L'atleta americana Kaylea ArnettRomina Amato

Anche noi, con le dovute imbracature di sicurezza anticaduta, abbiamo mosso alcuni passi sulla piattaforma. La pancia si ritira appena tutto intorno l'orizzonte si riempie delle mille sfumature di blu del mare. Poi la vertigine sale dall'ombelico alla gola, chi ci riesce guarda anche verso il basso, non è stato il nostro caso. Ma abbiamo avuto netta davanti a noi la sensazione che tutti gli atleti italiani che abbiamo intervistato ci hanno descritto sorridendo. E quasi chiudendo gli occhi come per ritrovare quell'istante: «volare».

L'atleta italiano Andrea BarnabaRomina Amato

«Il tuffo è un volo vero e proprio», ci ha raccontato il triestino Andrea Barnabà, 20 anni e una passione per i tuffi nata già da bambino al mare. «L'unica volta che ho fatto qualcosa di simile è quando mi sono lanciato con il paracadute». Mentre si racconta Andrea Barnabà ha già negli occhi la concentrazione del volo che farà di lì a qualche ora. «Sarò con la pancia verso l'acqua, devo spingere in avanti, quindi fare le rotazioni in avanti, poi l'ultima parte è il barani: quindi quattro capriole con mezzo avvitamento in avanti». Il barani è un gesto tecnico esclusivo per i tuffi dalle grandi altezze e consente nel movimento che l'atleta compie dopo i vari avvitamenti per entrare in acqua con le gambe e non con la testa. Tutti movimenti che vengono compiuti mentre si va a picco verso il mare, un virtuosismo di corpo e mente difficilmente spiegabile a parole.

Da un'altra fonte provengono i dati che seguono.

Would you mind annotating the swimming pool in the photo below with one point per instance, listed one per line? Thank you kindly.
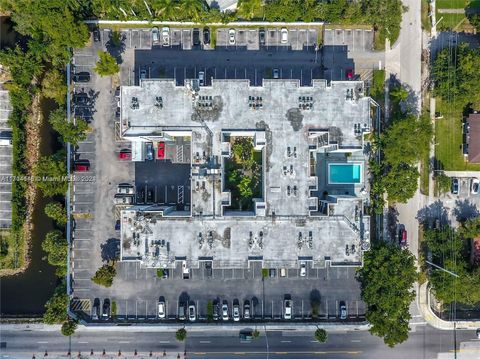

L'atleta italiano Andrea BarnabaRomina Amato

Lo si comprende bene in quei pochissimi secondi di silenzio assoluto che seguono l'entrata in acqua dell'atleta dopo il tuffo e la risalita a galla circondato dai sub. L'attesa è di forse una frazione di secondo, a volte un secondo intero e chi è fuori dall'acqua trattiene il respiro perché l'impatto con l'acqua, a quella velocità, è imprevedibile. Solo quando la testa dell'atleta spunta fuori dall'acqua e alza la mano facendo segno che sta bene, allora anche il pubblico respira di nuovo. E scoppia l'applauso. «Sicuramente ogni volta che salgo sulla piattaforma, appena guardo sotto anche durante la gara e vedo questi pallini minuscoli, ogni volta sento un piccolo nodo alla gola», continua Barnabà che nella tappa di Polignano si è posizionato al sesto posto e ha concluso la gara raccogliendo un punto bonus per aver eseguito il miglior tuffo della competizione nel Round 2 e il primo 10 dei giudici nel 2024. «Ho sempre un po' di paura prima di tuffarmi ma è normale. Anzi è la cosa che diciamo che ci mantiene lucidi per evitare di fare cavolate, infatti succede spesso che chi si fa male è chi va troppo tranquillo sulla piattaforma. La paura fa sempre parte dei nostri tuffi ma ogni volta io cerco di controllarla: per un attimo chiudo gli occhi, lascio stare tutti quelli che mi aspettano, faccio un respiro profondo, cerco di liberare la mente e penso solo alle cose più importanti che mi consentiranno di fare il tuffo il meglio possibile. Nella maggior parte dei casi sono correzioni tecniche, la tenuta degli addominali e delle gambe, per esempio. Penso solo una cosa, senza riempirmi la testa».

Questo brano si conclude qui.